Personal opinions and a constitution

The Associated Press today is carrying a fascinating story about Gov. Tim Pawlenty’s latest trip to Iowa, during which he explained his view of the role of judges in the same-sex marriage debate.


Granted, Pawlenty repeated many of the same stump-style phrases we’ve heard before. But he said it in Iowa, where the Supreme Court last year ruled a definition of marriage as between one man and one woman was unconstitutional. And he said it on a day when a San Francisco federal court judge said same-sex marriages could resume in California in about a week.

“I think the law should support that, and to the extent you have judges inserting their personal views to change that, I don’t like it,” Pawlenty said of traditional marriage.

Pawlenty’s comments, however, reduce legal rulings in Iowa and San Francisco to mere personal opinions, when, in fact, both cited case law in building the foundation for their ruling.

There may well be case law that Pawlenty has in mind to counter the the rulings, but he doesn’t provide it. He provides his opinion that marriage should be between a man and a woman.

In Iowa’s Supreme Court ruling, the justices seemed to anticipate Pawlenty’s — and others’, of course — reaction, reminding them that people wrote the constitution of the state with the idea that judges would uphold it, rather than bending to popular opinion:

When individuals invoke the Iowa Constitution’s guarantees of freedom and equality, courts are bound to interpret those guarantees. In carrying out this fundamental and vital role, “we must never forget that it is a constitution we are expounding.” M’Culloch v.
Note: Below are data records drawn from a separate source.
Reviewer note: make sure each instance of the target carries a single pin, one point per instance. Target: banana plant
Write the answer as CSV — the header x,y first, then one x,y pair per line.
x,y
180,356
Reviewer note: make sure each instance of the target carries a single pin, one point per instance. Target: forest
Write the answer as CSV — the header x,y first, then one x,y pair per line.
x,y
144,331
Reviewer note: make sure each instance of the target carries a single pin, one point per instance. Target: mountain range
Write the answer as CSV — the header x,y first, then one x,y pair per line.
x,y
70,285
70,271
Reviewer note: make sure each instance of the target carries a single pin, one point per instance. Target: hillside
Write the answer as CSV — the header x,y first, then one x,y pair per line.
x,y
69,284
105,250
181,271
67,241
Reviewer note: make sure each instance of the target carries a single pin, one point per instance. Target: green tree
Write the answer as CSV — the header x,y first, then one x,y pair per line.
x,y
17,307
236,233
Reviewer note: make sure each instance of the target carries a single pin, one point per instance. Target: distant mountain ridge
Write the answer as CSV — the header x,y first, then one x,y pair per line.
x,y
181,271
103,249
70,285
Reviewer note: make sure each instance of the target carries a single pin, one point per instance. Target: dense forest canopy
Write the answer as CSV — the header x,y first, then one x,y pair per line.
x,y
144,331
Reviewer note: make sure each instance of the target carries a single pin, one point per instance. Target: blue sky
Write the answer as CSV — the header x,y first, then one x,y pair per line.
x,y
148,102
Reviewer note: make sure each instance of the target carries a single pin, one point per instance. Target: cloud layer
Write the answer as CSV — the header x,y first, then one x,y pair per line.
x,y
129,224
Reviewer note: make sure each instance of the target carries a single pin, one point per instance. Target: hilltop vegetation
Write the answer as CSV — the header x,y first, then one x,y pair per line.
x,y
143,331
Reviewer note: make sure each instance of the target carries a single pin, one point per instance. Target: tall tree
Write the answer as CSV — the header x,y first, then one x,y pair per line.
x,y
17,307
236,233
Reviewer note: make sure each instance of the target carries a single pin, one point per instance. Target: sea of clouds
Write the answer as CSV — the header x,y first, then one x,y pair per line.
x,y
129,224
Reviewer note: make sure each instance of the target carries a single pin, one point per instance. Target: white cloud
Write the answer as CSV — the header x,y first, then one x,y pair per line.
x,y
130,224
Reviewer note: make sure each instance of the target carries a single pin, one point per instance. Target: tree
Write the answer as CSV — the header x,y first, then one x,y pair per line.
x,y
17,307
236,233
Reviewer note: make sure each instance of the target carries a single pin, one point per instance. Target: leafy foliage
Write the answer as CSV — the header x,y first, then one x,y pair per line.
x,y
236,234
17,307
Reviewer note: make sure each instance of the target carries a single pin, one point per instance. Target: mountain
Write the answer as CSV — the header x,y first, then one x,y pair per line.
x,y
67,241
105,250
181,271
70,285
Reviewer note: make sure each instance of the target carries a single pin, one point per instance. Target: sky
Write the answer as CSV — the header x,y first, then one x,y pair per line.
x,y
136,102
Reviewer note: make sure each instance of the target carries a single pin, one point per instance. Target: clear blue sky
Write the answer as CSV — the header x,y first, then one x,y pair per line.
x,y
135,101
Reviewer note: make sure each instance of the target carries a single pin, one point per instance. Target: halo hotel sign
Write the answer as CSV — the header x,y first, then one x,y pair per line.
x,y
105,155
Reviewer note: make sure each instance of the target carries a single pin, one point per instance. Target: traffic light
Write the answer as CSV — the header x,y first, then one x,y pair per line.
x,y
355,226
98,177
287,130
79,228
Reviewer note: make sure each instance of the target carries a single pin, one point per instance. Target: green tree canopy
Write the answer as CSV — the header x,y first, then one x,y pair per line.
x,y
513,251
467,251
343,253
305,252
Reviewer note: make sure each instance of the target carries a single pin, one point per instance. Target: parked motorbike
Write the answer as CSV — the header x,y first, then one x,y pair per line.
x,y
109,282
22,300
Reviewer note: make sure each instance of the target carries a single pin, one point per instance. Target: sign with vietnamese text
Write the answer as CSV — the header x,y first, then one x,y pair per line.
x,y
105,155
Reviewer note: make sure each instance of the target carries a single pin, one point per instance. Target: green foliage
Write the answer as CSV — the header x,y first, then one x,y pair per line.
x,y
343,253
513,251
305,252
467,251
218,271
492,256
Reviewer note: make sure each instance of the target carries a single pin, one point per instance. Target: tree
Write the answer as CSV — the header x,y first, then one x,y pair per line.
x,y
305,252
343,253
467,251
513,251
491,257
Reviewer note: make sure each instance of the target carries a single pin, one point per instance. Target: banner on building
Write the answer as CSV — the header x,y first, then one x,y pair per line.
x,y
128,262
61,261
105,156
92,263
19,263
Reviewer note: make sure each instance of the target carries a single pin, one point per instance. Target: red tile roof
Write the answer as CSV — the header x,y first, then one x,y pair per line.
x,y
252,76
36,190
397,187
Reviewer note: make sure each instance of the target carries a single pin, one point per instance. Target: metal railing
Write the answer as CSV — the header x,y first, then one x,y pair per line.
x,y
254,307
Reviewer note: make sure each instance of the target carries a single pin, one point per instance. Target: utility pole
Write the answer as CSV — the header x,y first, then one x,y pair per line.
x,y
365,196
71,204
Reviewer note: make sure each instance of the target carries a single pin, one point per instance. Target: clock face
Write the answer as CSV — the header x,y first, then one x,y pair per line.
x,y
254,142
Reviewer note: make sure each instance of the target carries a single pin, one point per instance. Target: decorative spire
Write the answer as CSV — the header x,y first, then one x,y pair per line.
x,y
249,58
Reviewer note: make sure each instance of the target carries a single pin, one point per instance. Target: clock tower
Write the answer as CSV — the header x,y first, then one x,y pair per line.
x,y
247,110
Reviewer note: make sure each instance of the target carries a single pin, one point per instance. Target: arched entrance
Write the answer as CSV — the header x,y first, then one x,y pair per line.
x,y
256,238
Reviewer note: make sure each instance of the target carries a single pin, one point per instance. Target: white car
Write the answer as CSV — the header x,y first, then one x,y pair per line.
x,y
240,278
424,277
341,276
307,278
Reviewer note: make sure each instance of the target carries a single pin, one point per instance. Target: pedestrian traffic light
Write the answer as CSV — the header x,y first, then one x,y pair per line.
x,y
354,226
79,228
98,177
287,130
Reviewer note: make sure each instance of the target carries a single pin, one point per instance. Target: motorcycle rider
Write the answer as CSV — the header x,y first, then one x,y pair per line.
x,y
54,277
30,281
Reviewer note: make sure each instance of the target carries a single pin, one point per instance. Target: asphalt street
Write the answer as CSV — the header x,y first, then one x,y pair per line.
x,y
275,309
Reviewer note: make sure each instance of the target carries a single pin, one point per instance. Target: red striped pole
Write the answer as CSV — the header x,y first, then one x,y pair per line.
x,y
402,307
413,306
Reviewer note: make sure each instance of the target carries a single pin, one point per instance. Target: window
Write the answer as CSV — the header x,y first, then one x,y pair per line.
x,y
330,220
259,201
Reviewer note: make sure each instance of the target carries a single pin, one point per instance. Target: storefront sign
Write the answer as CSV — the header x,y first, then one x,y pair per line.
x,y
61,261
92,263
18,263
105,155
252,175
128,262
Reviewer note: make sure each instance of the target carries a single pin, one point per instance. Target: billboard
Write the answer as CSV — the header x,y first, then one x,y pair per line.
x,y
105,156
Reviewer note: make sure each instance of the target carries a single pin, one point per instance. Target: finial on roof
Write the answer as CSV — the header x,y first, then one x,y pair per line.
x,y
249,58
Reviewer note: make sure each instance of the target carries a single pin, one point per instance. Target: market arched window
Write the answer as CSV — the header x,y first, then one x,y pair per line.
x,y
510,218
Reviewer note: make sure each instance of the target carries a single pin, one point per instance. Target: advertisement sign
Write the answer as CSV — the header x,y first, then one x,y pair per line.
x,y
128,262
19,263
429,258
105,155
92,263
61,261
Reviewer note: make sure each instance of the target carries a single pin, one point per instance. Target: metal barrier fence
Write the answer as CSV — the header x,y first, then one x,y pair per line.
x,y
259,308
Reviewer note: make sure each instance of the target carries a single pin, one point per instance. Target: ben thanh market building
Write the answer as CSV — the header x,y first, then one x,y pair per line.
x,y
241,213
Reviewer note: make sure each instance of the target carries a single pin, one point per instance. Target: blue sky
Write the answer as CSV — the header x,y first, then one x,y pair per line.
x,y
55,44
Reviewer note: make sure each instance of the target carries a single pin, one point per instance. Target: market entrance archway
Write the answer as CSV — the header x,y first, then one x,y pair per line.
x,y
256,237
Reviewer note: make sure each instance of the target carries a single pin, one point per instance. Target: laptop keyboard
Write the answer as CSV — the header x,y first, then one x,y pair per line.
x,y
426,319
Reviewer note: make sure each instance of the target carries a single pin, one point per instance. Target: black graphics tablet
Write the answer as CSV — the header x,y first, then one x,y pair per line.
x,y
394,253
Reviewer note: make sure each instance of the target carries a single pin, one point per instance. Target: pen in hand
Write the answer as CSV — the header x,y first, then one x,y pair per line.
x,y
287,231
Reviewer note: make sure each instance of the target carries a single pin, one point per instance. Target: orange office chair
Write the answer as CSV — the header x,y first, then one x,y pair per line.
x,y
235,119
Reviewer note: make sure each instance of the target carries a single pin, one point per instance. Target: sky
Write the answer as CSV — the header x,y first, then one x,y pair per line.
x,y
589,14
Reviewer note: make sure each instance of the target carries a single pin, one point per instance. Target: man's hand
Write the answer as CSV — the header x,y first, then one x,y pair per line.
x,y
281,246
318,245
Maryland, 17 U.S. (4 Wheat.) 316, 407, 4 L. Ed. 579, 602 (1819). It speaks with principle, as we, in turn, must also. See State v. Wheeler, 34 P.3d 799, 807 (Wash. 2001) (Sanders,

J., dissenting).

Finally, it should be recognized that the constitution belongs to the people, not the government or even the judicial branch of government. See Iowa Const. art. I, § 2 (“All political power is inherent in the people. Government is instituted for the protection, security, and benefit of the people, and they have the right, at all times, to alter or reform the same, whenever the public good may require it.”). While the constitution is the supreme law and cannot be altered by the enactment of an ordinary statute, the power of the constitution flows from the people, and the people of Iowa retain the ultimate power to shape it over time. See Iowa Const. art. X (“Amendments to the Constitution”).

The same is true in the California case. The judge there provided 81 citations of law that he said prove — under the Constitution — that people of the same sex have access to civil marriage. He also anticipated the reaction

“An initiative measure adopted by the voters deserves great respect. The considered views and opinions of even the most highly qualified scholars and experts seldom outweigh the determinations of the voters. When challenged, however, the voters’ determinations must find at least some support in evidence. This is especially so when those determinations enact into law classifications of persons. Conjecture, speculation and fears are not enough. Still less will the moral disapprobation of a group or class of citizens suffice, no matter how large the majority that shares that view. The evidence demonstrated beyond serious reckoning that Proposition 8 finds support only in such disapproval. As such, Proposition 8 is beyond the constitutional reach of the voters or their representatives.”

So what are the justices saying? That when it comes to interpreting a constitution, your personal opinions don’t matter, either.

It’s also important to note that in both cases, the judges are ruling, not on a moral question, nor even on a traditional question, but on a constitutional question that demands that those who disagree provide constitutional reasons in response.

There are two possible solutions for those who disagree with the rulings. One is to change the constitution. The other is to change the judges and hope they read the constitution differently.

In Iowa, Pawlenty is supporting the latter. A movement there is seeking to replace the three justices who ruled — unanimously — in the Iowa case.

If you’ve never quite understood why Minnesota did not allow judges running for election to give their views on issues, this is why.